Legislation that would require co-ops to provide rejected applicants with a written explanation as to why they were rejected is making its way – slowly – through the New York City Counsel. Historically, cooperative boards in New York City have not been required to provide any reason or explanation to applicants as to why their applications for co-ops are rejected. However, if this proposal is enacted, the application and rejection process may become much more transparent.
Unlike a fee simple condo or homeowners association, in a cooperative, legal title to the property is vested in a cooperative entity and individuals purchase shares of stock in the corporation, which carry the right to occupy a unit within the cooperative pursuant to a proprietary lease. In New York, it has long been the law that, absent discrimination or bad faith, a board can reject an applicant for any reason or no reason at all. See Weisner v. 791 Park Avenue Corp., 6 N.Y.2d 426 (1959). Similarly, in New Jersey, the Cooperative Recording Act, N.J.S.A. 46:8D-6(l), acknowledges and authorizes a similar approval process so long as the consent to transfer is not unreasonably withheld or would constitute discrimination under federal or state law.
The proposed legislation, which was introduced by City Councilman Hiram Monserrate (D – Queens) in February of 2006, but which has languished in committee for over a year, has been gaining support and momentum lately. Known as Intro 119, “The Fair and Prompt Co-op Disclosure Law”, or more commonly the “Written Rejection Bill”, would require that co-op boards provide rejected applicants with a written explanation – signed by an officer of the co-op – detailing each individual reason as to why such applicant was rejected. The statement must also include the number of applications received and the number of applications rejected in the previous three years prior to this decision. If a co-op board fails to provide such a written explanation, it can be held liable to the applicant for fines, punitive damages and attorneys’ fees.
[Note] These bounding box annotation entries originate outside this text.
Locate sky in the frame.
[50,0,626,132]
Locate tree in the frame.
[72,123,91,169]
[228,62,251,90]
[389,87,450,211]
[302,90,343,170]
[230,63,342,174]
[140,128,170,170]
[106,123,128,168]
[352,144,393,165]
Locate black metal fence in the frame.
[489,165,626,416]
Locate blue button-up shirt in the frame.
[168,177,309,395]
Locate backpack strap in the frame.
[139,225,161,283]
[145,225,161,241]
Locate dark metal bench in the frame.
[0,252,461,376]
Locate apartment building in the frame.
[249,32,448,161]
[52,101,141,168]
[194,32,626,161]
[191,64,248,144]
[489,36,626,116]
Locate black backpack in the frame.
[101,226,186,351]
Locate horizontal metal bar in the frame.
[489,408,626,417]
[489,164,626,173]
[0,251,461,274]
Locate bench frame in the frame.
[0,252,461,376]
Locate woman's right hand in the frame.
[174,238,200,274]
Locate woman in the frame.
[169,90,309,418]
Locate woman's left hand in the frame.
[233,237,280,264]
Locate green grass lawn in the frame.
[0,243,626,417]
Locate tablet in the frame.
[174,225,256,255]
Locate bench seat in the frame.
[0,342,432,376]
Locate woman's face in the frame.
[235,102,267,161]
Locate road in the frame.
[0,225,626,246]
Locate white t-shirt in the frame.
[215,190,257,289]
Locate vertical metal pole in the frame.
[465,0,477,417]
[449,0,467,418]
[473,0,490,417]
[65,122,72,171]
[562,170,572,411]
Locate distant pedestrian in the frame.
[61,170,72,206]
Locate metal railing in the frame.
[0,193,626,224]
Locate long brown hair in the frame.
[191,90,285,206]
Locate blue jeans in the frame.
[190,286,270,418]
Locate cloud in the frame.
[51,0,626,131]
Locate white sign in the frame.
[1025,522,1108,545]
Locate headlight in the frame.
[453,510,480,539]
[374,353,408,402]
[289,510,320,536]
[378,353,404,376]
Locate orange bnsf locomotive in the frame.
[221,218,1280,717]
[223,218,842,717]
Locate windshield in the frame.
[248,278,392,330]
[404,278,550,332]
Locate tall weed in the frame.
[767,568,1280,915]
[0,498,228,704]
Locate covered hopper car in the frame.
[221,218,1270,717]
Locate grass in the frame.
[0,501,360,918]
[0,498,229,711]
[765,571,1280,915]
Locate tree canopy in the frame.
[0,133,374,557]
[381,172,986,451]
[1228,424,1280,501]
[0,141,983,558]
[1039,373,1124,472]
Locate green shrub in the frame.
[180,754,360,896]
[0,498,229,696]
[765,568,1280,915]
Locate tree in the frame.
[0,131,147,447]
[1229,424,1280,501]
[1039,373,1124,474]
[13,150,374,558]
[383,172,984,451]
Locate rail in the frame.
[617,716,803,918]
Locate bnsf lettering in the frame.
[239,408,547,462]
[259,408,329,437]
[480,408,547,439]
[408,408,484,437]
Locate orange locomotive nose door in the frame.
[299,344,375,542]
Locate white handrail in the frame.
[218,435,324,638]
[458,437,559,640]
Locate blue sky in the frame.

The full text of this proposed legislation can be found here.
While opponents of the legislation argue that it is unfair, intrusive and too far-reaching, its supporters argue that it will force co-op boards to openly cite legitimate reasons for any rejection and will help root out discrimination, ultimately shining a brighter light onto the inner workings of New York City’s most powerful co-op boards, which were only required to begin disclosing sale prices in 2006. The legislation is expected to move forward for a vote before the counsel in the coming months.